Throughout this guide, I’ve included several examples of how to use the functions accessible through XRBID. Here, I compile more examples of the functions in XRBID and how they may be used, especially those not discussed in the main guide.

Important

This section is under construction!

RunPhots()

As of version 1.5.0, RunPhots() now takes three aperture radii: min_rad, max_rad, and extended_rad. min_rad corresponds to the aperture radius used to take photometry of a point source (i.e. a star) and should usually remain at 3 pixels, unless a good argument can be made for a better aperture radius for stars in a particular galaxy. max_rad should always remain at 20, since the aperture correction out to infinity is taken from 20 pixels to infinity, unless you know what you’re doing with this code. The new parameter, extended_rad, represents the radius of extended sources. This should be set to the pixel radius of a standard cluster in your galaxy. The default is 10 pixels, as this was a good setting for clusters in M81, but you should always check your own data to see if a smaller or larger aperture radius is better suited to your particular data set.

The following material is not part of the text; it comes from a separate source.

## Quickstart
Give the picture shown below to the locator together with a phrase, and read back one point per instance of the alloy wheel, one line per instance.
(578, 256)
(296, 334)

For M101, which is 2 Mpc farther than M81, I found that clusters are well-constrained by an aperture radius of 8 pixels. Thus, when running RunPhots() for M101, I set extended_rad = 8:

from XRBID.AutoPhots import RunPhots
from astropy.io import fits 

hdu = fits.open("M101_mosaic_acs_f555w_drc_sci.fits")

RunPhots(hdu, gal="M101", instrument="acs", filter="F555W", 
         fwhm_arcs=0.3, num_stars=25, extended_rad=8)
         
hdu = fits.open("M101_mosaic_acs_f814w_drc_sci.fits")

RunPhots(hdu, gal="M101", instrument="acs", filter="F814W", 
         fwhm_arcs=0.3, num_stars=25, extended_rad=8)

hdu = fits.open("testdata/M101_mosaic_acs_f435w_drc_sci.fits")

RunPhots(hdu, gal="M101", instrument="acs", filter="F435W", 
         fwhm_arcs=0.3, num_stars=25, extended_rad=8)